One of the reasons why the popularity of crypto assets is growing all over the world — for both businesses and individuals — is the fact that many investors perceive it as a main or additional shield against inflation. Today, we would like to share our perspective on why people think so.    

Current Landscape

Rising inflation rates are a serious issue nowadays. Both the COVID-19 pandemic with its disruptions and the ongoing political turmoil contribute to it. As the New York Times reports, roughly 60% of what is called ‘developed countries’ – including the US and the Eurozone – are affected by it. It means that all these nations are facing annual inflation rates exceeding 5%. 

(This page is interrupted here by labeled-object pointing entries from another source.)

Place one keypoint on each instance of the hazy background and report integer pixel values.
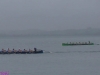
(49, 14)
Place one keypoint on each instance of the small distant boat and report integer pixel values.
(73, 44)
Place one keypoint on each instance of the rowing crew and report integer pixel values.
(19, 50)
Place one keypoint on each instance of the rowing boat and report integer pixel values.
(23, 52)
(66, 44)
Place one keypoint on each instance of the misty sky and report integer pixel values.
(49, 14)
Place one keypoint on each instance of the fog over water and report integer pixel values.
(49, 15)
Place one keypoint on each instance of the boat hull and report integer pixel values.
(65, 44)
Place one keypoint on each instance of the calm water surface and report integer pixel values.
(57, 60)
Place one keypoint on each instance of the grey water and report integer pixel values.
(56, 59)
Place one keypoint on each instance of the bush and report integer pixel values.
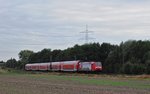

Quite unexpectedly, both individuals and companies are searching for a hedge against it. Some invest in gold, some opt for real estate, some prefer securities and shares. However, many have identified crypto as their shield of choice. 


This observation can be substantiated by the following figure: 40% of America’s crypto owners view their digital assets as ‘a hedge against inflation.’ The key motivator in this respect is the fear of ‘inflation in the US is running at 40-year highs.’ What makes people believe in the anti-inflationary potential of crypto? 

Why Is It So?

Coinbase stresses the following obvious reasons why one can rely on crypto in the race between BTC and ETH and inflation: 

  • First, in spite of the fact that crypto assets are influenced by national governments, they are not controlled by national governments. As a result, there is less space for direct manipulations

  • Second, the level of resilience to inflation is determined by the fact that we are dealing with limited supply. Bitcoin, unlike fiat currencies, is and will stay scarce by default

  • Third, Bitcoin is predictable in terms of ‘emission’, i.e. the ‘scheduled tapering of new supply over time’ 

Finally, one more thing one can stress is the lucrative stalking opportunities offering great returns on crypto assets held.